What we learned from this fight (part 1/3)
Yesterday, with the total collapse of the Republicans' dangerous and reckless attempt to hold our nation hostage to their extremist agenda, we won an important battle. The Democratic leaders in Washington, DC finally stood up to Republican hostage-taking and it worked. This is a good thing.
But it is neither an absolute victory nor the last battle we'll have to fight on this front, so we thought it would be worthwhile to explain more of our thinking about where we are in the larger fight, and what that means for progressives in the coming months.
Congress passed a bill to raise the debt ceiling and re-open the government, averting a crisis that was entirely manufactured and completely avoidable. And what did the Republican extremists get that they wouldn't have gotten without their hostage-taking? Practically nothing in terms of substantive policy, plus a brutal drubbing in the court of public opinion.

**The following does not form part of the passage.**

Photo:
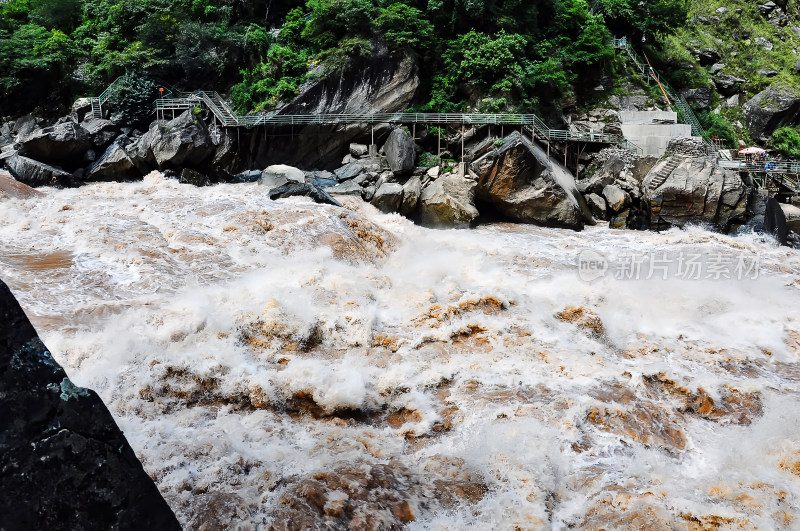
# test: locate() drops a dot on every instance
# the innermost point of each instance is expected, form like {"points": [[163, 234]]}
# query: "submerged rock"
{"points": [[10, 187], [35, 173], [681, 190], [449, 201], [280, 174], [190, 176], [388, 197], [303, 189], [115, 164], [65, 463]]}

While the bill that passed did not undo the economic pain the Republicans caused by shutting down the government, and while it extended the brutal sequester cuts that go even beyond Paul Ryan's heartless budget plan, this was a huge victory nonetheless.
Democrats proved that if they went toe-to-toe with Republicans and drew a line in the sand on important, popular and completely reasonable policies, they could prevail without conceding anything meaningful to the Republican hostage-takers.

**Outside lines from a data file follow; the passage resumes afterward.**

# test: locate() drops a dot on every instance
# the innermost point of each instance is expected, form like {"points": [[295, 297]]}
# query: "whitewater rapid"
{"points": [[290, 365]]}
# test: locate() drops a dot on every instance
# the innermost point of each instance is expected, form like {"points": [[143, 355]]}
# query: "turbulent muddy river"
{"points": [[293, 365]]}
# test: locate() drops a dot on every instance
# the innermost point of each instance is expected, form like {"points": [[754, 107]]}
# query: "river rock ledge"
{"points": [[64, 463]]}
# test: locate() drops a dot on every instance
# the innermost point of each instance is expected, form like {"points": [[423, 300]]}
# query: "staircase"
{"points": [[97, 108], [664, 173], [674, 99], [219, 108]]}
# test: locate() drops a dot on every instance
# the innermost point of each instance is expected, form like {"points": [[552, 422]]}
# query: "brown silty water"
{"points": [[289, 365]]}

This represents a significant change in tactics for Democratic leaders, who have time and time again caved to Republicans in similar situations since the Tea Party swung control of the House after the 2010 elections.President Obama set the stage for this win by saying he would not negotiate in order to get the Republicans to fulfill their basic responsibilities to fund the government and prevent a government default, and the president will certainly get a lot of well-deserved credit for that.

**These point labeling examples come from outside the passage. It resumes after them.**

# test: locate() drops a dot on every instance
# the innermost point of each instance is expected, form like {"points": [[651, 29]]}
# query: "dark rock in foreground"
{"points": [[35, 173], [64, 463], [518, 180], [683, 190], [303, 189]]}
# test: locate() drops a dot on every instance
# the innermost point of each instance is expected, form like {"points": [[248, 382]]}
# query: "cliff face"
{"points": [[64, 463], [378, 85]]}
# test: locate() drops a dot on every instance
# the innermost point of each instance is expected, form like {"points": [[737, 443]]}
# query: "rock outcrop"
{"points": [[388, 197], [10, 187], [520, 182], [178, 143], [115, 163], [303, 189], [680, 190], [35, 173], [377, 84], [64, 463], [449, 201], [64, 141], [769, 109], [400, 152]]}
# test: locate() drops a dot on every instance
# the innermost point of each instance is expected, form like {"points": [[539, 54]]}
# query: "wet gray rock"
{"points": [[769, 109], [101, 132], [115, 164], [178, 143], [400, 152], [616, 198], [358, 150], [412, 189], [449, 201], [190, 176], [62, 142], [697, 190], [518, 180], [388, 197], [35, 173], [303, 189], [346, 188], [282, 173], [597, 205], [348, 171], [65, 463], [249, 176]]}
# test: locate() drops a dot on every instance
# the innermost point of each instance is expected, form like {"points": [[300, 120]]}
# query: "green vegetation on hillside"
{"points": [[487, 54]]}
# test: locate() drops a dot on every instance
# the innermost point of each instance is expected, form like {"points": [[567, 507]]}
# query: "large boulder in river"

Yet those of us closely following the behind-the-scenes machinations inside the Washington, DC Beltway also know that this victory was made possible in large part because Senate Democrats under the leadership of Sen. Harry Reid played hardball and stayed unified in the face of the Republicans' outrageous ransom demands.
All through this fight everyone knew that it was highly unlikely that Democrats would agree to the Republicans' outrageous demands that Congress dismantle the president's signature health care law. The Affordable Care Act was upheld by the Supreme Court, and then endorsed by voters who re-elected the president in an election where the health care reform was at the center of the debate.
But that said, there was no guarantee that the Republicans would lose this fight so thoroughly without anything to show for it. On the process issue of refusing to negotiate with Republican hostage-taking, this is a clear win for Democrats and for the American people.